Started by Congress in 1992, the 340B program requires drug companies to sell medicines to certain hospitals and clinics at steep discounts. Today, approximately 45 percent of all acute care hospitals participate in the 340B program. However, because participating hospitals aren’t required to pass savings on to patients, and the program lacks any transparency and accountability requirements, it has been plagued by hospital profiteering.

Three other notable studies have recently highlighted significant problems with the 340B program in hospitals. These include a study released last week in the New England Journal of Medicine (NEJM) which found that the program is driving consolidation of the nation’s cancer care system into the much more expensive hospital system; is associated with hospitals administering more cancer drugs; and has not resulted in any clear expansion care or lower mortality for eligible patients. Earlier this month, the House Committee on Energy and Commerce released the results of an exhaustive, two-year-long investigation into the 340B program. It’s report details problems with program oversight, reporting requirements, and data, and recommends Congress make significant changes to improve it. And late last year, a Berkeley Research Group study found the average profit margin on 340B oncology drugs was 49 percent in 2015, providing hospitals a clear financial incentive to aggressively expand and market oncology services.

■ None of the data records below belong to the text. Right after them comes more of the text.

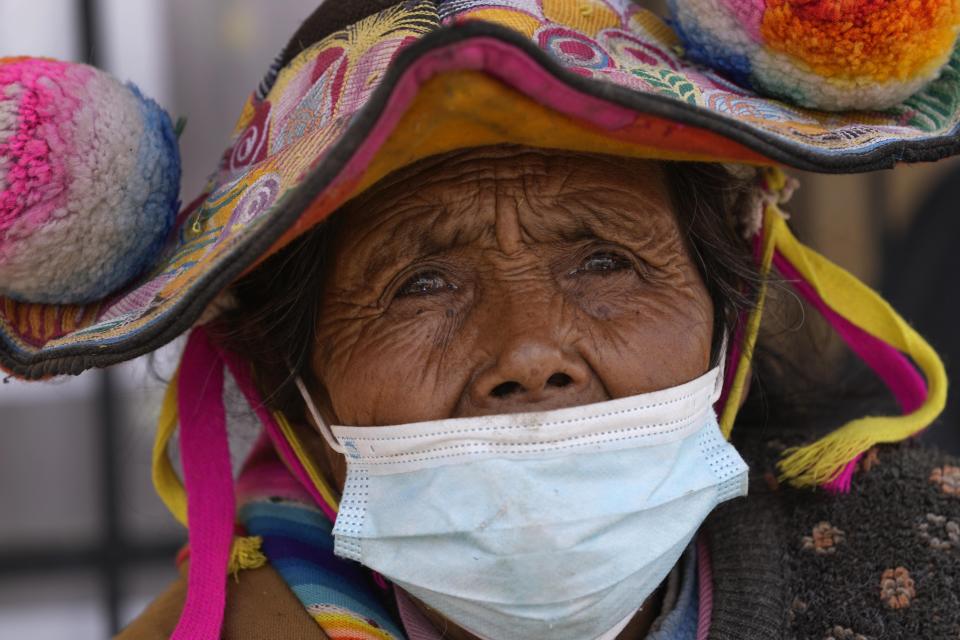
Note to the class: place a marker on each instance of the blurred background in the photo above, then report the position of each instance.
(84, 543)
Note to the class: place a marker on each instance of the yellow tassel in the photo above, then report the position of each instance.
(823, 460)
(245, 553)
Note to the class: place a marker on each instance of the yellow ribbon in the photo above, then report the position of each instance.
(823, 460)
(308, 464)
(166, 482)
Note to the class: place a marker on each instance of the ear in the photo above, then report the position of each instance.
(89, 181)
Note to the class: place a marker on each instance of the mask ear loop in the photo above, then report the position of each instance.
(319, 422)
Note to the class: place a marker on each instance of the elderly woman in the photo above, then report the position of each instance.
(491, 277)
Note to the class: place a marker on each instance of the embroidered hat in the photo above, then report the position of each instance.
(368, 86)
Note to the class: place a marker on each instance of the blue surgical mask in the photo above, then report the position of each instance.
(557, 524)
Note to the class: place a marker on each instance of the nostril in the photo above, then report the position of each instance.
(505, 389)
(559, 380)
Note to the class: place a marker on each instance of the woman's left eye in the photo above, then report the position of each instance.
(603, 262)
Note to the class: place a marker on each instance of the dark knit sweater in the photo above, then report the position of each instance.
(880, 562)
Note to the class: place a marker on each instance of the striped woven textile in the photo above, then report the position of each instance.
(342, 596)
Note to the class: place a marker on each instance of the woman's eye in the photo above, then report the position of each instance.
(604, 262)
(425, 283)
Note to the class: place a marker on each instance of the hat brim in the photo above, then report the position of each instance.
(460, 86)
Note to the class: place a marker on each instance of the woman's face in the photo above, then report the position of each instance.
(505, 280)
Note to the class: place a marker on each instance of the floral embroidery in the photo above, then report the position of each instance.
(896, 588)
(948, 477)
(824, 540)
(939, 533)
(842, 633)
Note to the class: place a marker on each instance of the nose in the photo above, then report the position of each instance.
(531, 373)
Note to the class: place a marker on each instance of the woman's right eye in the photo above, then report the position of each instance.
(425, 283)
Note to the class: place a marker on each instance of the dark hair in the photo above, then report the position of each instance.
(277, 306)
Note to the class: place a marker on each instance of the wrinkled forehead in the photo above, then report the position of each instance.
(462, 197)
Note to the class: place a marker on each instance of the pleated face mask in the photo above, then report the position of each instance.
(553, 524)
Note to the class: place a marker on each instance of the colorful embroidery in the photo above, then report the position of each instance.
(299, 113)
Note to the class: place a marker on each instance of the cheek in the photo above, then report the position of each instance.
(650, 338)
(389, 370)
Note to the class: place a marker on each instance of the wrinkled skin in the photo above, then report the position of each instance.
(504, 280)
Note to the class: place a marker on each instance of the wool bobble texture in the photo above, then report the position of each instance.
(824, 54)
(89, 181)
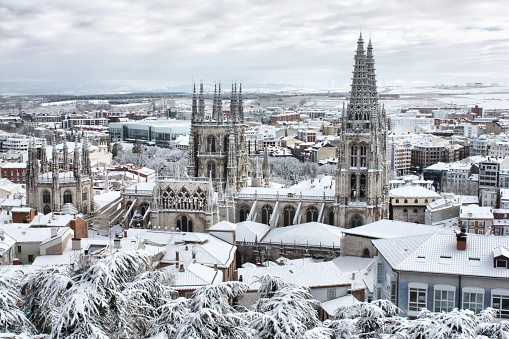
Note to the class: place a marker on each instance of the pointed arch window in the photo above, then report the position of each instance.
(184, 224)
(362, 194)
(356, 221)
(46, 197)
(211, 170)
(243, 213)
(312, 214)
(353, 187)
(353, 155)
(364, 157)
(67, 197)
(266, 213)
(288, 215)
(211, 143)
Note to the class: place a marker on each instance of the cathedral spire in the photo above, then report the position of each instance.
(195, 106)
(233, 105)
(65, 153)
(214, 104)
(241, 105)
(220, 115)
(201, 104)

“Contrary to the hype and misinformation we have seen in recent months, this study clearly shows that the vast majority of America’s hospitals, and in particular rural hospitals, are benefitting from the recent 340B and Medicare payment changes,” said Ted Okon, executive director of COA. “In light of these findings and the campaign of deception being waged by some in DC, Congress must act now to introduce transparency and accountability to the 340B program so that light is shined on the black hole of how this program really operates in hospitals.”

In recent weeks Congress has advanced several important pieces of legislation to improve 340B program operations, introduce transparency, and reign in program abuses. These include the “Helping Ensure Low-income Patients have Access to Care and Treatment,” also known as the HELP ACT (S. 2312) introduced by Senator Bill Cassidy (R-LA), and “340B Protecting Access for the Underserved and Safety-Net Entities Act,” also known as the 340B PAUSE Act (H.R. 4710) introduced by Representatives Larry Bucshon (R-IN) and Scott Peters (D-CA). COA strongly supports both bills and is working with policymakers to advance meaningful reforms to fix the 340B program so that it helps patients in need and not hospital profits.